Anche Superman era un rifugiato

Bussano alla porta. È Freddie Mercury.
Bussano nuovamente alla porta. È Amani Zreba.
Sono due personaggi che sembrano non avere punti in contatto tra loro.
Certo, chi non conosce il front-man di una delle rock band più famose nel panorama musicale di tutti i tempi?
Di Freddie ci sono noti il suo successo, la fama, i dischi, il suo nome spesso stampato sulle testate giornalistiche più importanti.
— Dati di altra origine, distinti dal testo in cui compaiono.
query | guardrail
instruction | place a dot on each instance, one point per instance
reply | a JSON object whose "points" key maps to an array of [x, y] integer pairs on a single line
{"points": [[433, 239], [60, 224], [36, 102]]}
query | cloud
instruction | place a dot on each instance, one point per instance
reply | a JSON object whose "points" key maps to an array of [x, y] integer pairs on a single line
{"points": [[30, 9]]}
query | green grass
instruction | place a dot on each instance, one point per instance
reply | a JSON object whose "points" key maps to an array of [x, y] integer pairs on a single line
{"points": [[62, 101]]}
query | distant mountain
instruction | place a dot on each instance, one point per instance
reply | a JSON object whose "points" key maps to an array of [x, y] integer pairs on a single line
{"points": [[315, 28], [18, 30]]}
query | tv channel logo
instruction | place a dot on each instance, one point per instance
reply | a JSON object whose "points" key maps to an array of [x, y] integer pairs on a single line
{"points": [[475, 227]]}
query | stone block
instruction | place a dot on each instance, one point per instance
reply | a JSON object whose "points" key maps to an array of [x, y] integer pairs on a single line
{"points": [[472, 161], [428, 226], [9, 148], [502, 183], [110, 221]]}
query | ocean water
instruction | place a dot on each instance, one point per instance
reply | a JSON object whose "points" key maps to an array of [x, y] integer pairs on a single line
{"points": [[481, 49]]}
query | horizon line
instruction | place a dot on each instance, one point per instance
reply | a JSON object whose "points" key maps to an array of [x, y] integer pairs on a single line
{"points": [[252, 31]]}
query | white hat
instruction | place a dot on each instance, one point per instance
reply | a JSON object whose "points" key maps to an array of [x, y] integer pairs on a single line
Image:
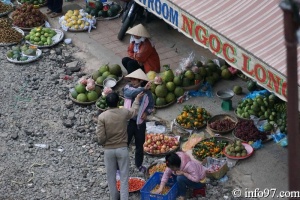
{"points": [[139, 30], [138, 74]]}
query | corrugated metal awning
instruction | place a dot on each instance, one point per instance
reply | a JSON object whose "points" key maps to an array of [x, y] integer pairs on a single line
{"points": [[252, 30]]}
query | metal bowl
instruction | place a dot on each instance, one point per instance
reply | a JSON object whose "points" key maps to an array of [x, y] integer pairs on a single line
{"points": [[225, 94], [110, 82]]}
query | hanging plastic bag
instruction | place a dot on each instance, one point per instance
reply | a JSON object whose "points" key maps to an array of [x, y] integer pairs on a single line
{"points": [[187, 63]]}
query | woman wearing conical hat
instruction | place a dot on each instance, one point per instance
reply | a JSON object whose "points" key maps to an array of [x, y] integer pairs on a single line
{"points": [[137, 126], [141, 52]]}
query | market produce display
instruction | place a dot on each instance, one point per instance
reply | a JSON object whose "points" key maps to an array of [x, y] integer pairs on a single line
{"points": [[101, 103], [107, 71], [265, 107], [245, 130], [77, 20], [193, 117], [26, 16], [157, 144], [10, 35], [211, 147], [160, 167], [238, 150], [44, 37], [35, 3], [85, 91], [23, 53], [222, 123], [105, 10], [165, 190], [5, 9], [135, 184]]}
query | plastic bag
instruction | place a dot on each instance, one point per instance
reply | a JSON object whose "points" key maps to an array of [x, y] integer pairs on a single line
{"points": [[187, 63], [204, 90]]}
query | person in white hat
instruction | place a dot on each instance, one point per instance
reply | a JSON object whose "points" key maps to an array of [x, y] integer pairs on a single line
{"points": [[136, 128], [141, 52]]}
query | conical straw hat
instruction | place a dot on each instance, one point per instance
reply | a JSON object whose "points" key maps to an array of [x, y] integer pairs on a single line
{"points": [[139, 30], [138, 74]]}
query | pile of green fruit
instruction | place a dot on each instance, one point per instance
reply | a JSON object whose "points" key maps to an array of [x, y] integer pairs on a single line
{"points": [[97, 9], [266, 108], [107, 71], [101, 103], [21, 53], [236, 149], [82, 95], [41, 36]]}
Eppure Freddie è nato col nome di Farrock Bulsara. Quando Farrock è adolescente, nel suo paese natale, Zanzibar, scoppia la rivoluzione e la famiglia Bulsara è costretta per le circostanze a prendere un aereo e ad atterrare a fine anni ’60 a Londra. E Amani Zreba?
Anche lei come Freddie ha fatto un viaggio. Un viaggio di speranza. Un viaggio per potersi garantire un futuro costellato di sogni che non può avere in un paese, nel suo caso la Libia, a causa di controversie politiche e sociali.
Ma come Amani, ci sono tante voci che vorrebbero essere ascoltate, che grazie a questo progetto edito dal “Battello a vapore”, vorrebbero comunicare chi sia il rifugiato. 12 autori e autrici assieme a illustratori ed illustratrici hanno scritto altrettante storie, ognuna percorsa da un fil rouge che mettesse in relazione la storia di un rifugiato storico, assieme a quella di un rifugiato attuale.
Questi personaggi hanno in comune il fatto di essere stati o essere tutt’ora etichettati proprio con questo termine.
Rifugiato: colui che fugge via dal proprio Paese d’origine, messo in ginocchio da guerre e rivoluzioni, per trovare rifugio in un luogo dove poter ricominciare a vivere, a sognare e a progettare un nuovo futuro con accanto nuove persone, nuove famiglie, nuovi amici.
E questo percorso viene intrapreso passo dopo passo, fatica dopo fatica, da uomini, donne e bambini che il più delle volte vedono soffocati i propri sogni, passioni e speranze nel mare o tra le dune del deserto. Come ci racconta Alidad Shiri:”per sfuggire a questa gabbia, a un destino di miseria, al rischio di finire nella tratta di esseri umani, molti giovani e sempre più famiglie partono a piccoli gruppi. […] All’inizio si paga un trafficante, da cui si dipende completamente e alle cui direttive si deve sottostare, che è collegato una lunga catena di collaboratori infidi, ognuno dei quali pretende di essere pagato di nuovo […] Poi bisogna nascondersi nei bagagliai di macchine e pullman oppure accovacciarsi sotto i sedili, stiparsi sui camion e percorrere tratti a piedi. E infine sottoporsi alle violenze di poliziotti che molto spesso rispediscono indietro i malcapitati, che però tenteranno e ritenteranno la sorte più volte.”
Proprio attorno a questa cornice ha preso forma il progetto di “Anche Superman era un rifugiato” in collaborazione con l’agenzia dell’ONU per i rifugiati, L’UNHCR, per ricordarci, come disse questo supereroe, che: “I sogni ci salvano. I sogni ci elevano e ci trasformano. E sulla mia anima, giuro, che finché il mio sogno di un mondo dove dignità, onore e giustizia diventino la realtà che noi condividiamo, non smetterò mai di combattere. Mai.”
Sono stati proprio i sogni ad aiutare i protagonisti dei racconti ad affrontare imprevisti e pericoli come fece Enea da Oriente a Occidente, che trovó la sua patria in Italia. E allora perché non leggere queste storie ai nostri figli, nipoti e pronipoti per far loro capire che il proprio compagnetto di banco o l’amico con cui giocano al parco condivide le stesse passioni,anche se arriva da un paese lontano chilometri e chilometri dal nostro. Insomma, sono passati ottantacinque anni, ma Superman è sempre presente tra noi, o meglio, tanti Superman vivono con noi su questa terra, che spesso li accoglie timidamente.